Hele başıma gelen bir olayı hiç unutmam ve her balık yediğimde bu olay aklıma gelir. Eğer yanımda daha önce anlatmadığım bir kişi veya kişiler varsa mutlaka anlatırım. Ceyhan Nehri; Elbistan’ın güney-doğusunda bulunan Pınarbaşı mevkiinden doğar ve şehrin ortasından geçerek kuzey-batıya doğru akar gider. Eskiden nehirlerimizde, derelerimizde çok balık olurdu. Ceyhan Nehri’nde de balık çoktu. Yanlış avlanma sonucu bugün hiç balık kalmadı. 1960’lı yıllar bir gün babam “sazan balığı” almış. Bu balık çok kılçıklı olur ve balık büyükse kılçığı da büyük olur; ayrıca ince kılçıkları da vardır. Kılçığını ancak piştikten sonra yerken ayıklarsın. Çok dikkatli yenilmesi gereken bir balıktır. Anam ocakta balığı pişiriyordu. (Kerpiç evlerde odanın içerisinde bacalı ocaklar olurdu, yemekler odun yakılarak bu ocaklarda pişirilirdi.) Çocukluk işte, “canım çekti” istedim. Anam balıktan biraz verdi. Tabii kılçığına dikkat etmeden balığı yemeye başladım. Ağzımda sert bir şeyler vardı; yutmak istedim, boğazıma bir şey takıldı yutamıyordum. Öksürmeye başladım; anam su verdi, suyu içtim yine yutamıyordum. Ekmek verdi, onu da çiğnedim yutmak istedim yutamadım. Sanki öleceğim: “Hık mık” sesler çıkarıyordum. Hemen “Gülkız Bacı”ya götürdüler: Allah’tan evdeymiş. Ağzımı açtı, boğazıma doğru baktı. Tam boğazımın girişinde büyükçe bir kılçık yan olarak iki taraflı ete saplanmış. Hemen bir kaşığın sap tarafını (tam hatırlayamıyorum, küçük soba maşası da olabilir) ağzıma soktu ve kılçığı ittirerek kırdı. Su verdiler içtim, kılçık gitti. Böylece beni ölümden kurtardı. Bu olayı, hayatım boyunca hiç unutamadım.
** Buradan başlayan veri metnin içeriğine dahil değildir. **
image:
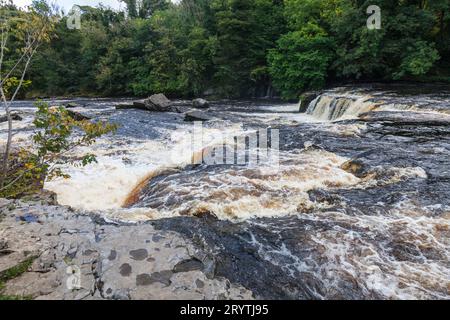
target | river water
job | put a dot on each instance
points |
(357, 205)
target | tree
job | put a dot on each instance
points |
(58, 134)
(30, 28)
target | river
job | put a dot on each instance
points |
(357, 205)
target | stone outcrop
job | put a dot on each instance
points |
(192, 116)
(306, 98)
(155, 103)
(81, 256)
(200, 103)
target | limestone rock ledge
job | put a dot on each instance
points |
(82, 256)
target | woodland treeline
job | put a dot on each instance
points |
(242, 48)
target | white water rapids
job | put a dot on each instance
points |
(357, 248)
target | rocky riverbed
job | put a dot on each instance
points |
(358, 209)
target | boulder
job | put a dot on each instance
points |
(14, 116)
(125, 106)
(158, 103)
(200, 103)
(306, 98)
(196, 116)
(71, 105)
(77, 116)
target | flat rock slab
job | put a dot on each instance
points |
(80, 256)
(192, 116)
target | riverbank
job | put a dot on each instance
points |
(359, 208)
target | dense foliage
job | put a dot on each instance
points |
(57, 134)
(240, 48)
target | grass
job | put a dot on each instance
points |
(13, 273)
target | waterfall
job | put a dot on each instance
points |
(330, 106)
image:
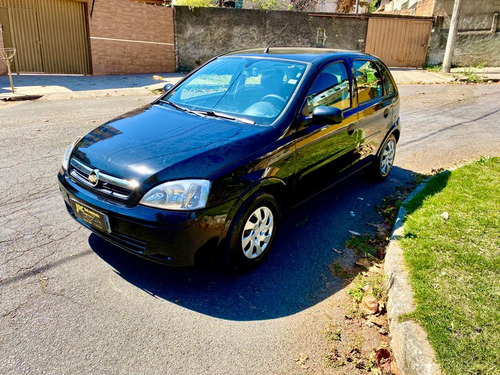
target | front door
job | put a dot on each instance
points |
(26, 40)
(322, 151)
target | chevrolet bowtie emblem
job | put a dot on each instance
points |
(94, 177)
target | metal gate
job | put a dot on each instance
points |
(399, 42)
(50, 36)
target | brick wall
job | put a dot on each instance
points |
(128, 37)
(425, 8)
(3, 66)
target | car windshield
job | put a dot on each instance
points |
(241, 89)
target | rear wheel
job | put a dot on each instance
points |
(252, 232)
(382, 166)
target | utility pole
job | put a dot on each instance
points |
(452, 36)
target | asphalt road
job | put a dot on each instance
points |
(71, 304)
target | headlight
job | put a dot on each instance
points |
(67, 154)
(178, 195)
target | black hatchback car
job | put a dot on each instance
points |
(211, 164)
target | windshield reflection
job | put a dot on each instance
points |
(247, 89)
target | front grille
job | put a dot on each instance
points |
(107, 184)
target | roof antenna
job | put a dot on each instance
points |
(272, 41)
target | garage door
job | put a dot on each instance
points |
(399, 42)
(50, 36)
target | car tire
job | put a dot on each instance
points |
(384, 162)
(252, 232)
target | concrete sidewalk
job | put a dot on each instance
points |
(410, 76)
(64, 87)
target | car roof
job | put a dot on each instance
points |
(309, 55)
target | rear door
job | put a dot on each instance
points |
(374, 106)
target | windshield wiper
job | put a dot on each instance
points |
(224, 116)
(176, 106)
(208, 113)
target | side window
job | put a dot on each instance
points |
(389, 85)
(331, 88)
(368, 80)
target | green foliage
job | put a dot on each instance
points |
(433, 68)
(197, 3)
(454, 266)
(373, 6)
(271, 4)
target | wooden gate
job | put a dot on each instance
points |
(50, 36)
(399, 42)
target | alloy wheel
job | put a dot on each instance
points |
(257, 232)
(387, 160)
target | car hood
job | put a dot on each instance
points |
(156, 138)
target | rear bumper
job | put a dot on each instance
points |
(167, 237)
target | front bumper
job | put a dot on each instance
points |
(168, 237)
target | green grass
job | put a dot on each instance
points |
(454, 266)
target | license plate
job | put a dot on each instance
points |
(91, 217)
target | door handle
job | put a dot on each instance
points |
(351, 129)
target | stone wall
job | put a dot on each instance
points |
(203, 33)
(128, 37)
(478, 40)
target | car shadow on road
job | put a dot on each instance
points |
(295, 275)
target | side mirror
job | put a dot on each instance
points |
(327, 115)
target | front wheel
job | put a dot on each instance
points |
(384, 162)
(252, 232)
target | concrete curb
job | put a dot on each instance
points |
(412, 351)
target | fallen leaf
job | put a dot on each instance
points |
(383, 359)
(382, 229)
(301, 359)
(369, 304)
(364, 262)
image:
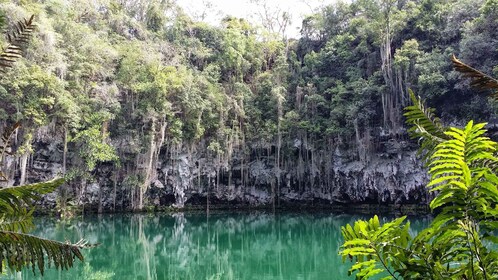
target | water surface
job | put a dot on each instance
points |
(199, 246)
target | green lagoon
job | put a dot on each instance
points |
(221, 245)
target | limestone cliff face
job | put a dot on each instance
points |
(390, 176)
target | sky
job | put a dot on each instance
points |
(298, 9)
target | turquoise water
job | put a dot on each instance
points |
(197, 246)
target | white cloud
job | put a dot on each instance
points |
(245, 9)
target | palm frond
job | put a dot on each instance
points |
(13, 199)
(424, 125)
(479, 80)
(18, 250)
(17, 38)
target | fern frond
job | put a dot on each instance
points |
(479, 80)
(17, 38)
(18, 250)
(457, 164)
(424, 125)
(368, 242)
(7, 134)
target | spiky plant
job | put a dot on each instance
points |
(18, 249)
(461, 241)
(478, 80)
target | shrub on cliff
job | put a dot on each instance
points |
(461, 242)
(17, 248)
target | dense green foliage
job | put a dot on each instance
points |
(120, 84)
(460, 243)
(19, 249)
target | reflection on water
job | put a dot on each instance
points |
(218, 246)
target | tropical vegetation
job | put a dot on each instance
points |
(18, 249)
(461, 241)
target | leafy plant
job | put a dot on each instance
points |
(17, 248)
(461, 241)
(456, 244)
Kısacası “Gülkız Bacı”; her türlü yaralanmada, kol veya ayak kırıklarında, çıkıklarda ilk başvurulan insandı.
"Gülkız Bacı”nın bir de kaynanası “Eşatma” varmış. Rahmetlinin çok saf biri olduğunu söylerlerdi. Kendisiyle ilgili -fıkra misali- yaşanmış çok olay anlatılırdı. Biraz da ondan bahsetmek istiyorum. Tabii ki, zenginler de olmakla birlikte Elbistan halkının büyük çoğunluğu fakirdi; evde sobaya veya ocağa atacak odunları bile yoktu. Kadıncağız evde soğuktan üşümüş, dışarı çıkmış: Her taraf karlar içinde, dışarıda da dondurucu bir soğuk. Çaresiz bir halde kendi kendine bir “mani” tutturmuş, şöyle demiş:
Çiriş gelse çarşılarda satılsa,
Lalek gelse yuvasına otursa,
Allah’a hoş gelse yazı getirse,
Yaz bahar ayları ne zaman gelir.
(Çiriş: Nisan sonu veya Mayıs başında çıkan bir bitkidir. Genelde her evde bir defa da olsa yemeği yapılır. Biraz da havaların ısınacağının ve yazın geleceğinin müjdecisidir. Lalek: Elbistan’da halk ağzında “leylek”in söyleniş şeklidir.)
“Eşatma Bacı”, yine bir kış günü sabah çevirmeye (Çevirme: Evlerin ön tarafında ‘üç tarafı’ önü ve yanları açık, üsttü kapalı yazları oturulan yer) çıkmış. Bakmış, bir köpek -herhalde acıkmış ki- havlayıp duruyor. Köpeğe dönerek: “Hısımım dağelsin, garimim dağelsin. Sabah sabah ne geziyon çevirmede, ne çen çen bağarıyon” (Akrabam değilsin, garip değilsin) demiş. Bunu da komşular duymuşlar. Hep şaka yaparlarmış: “Eşatma Bacı, itle ne konuşuyordun diye?”
Bugün rahmetle andığım; ne o saf, temiz, dürüst, iyi niyetli, birbirine yardıma koşan insanlar ne de komşular / komşuluklar kaldı. Hepsi törelerimizle, geleneklerimizle birlikte göçtü gittiler, tarih oldular!..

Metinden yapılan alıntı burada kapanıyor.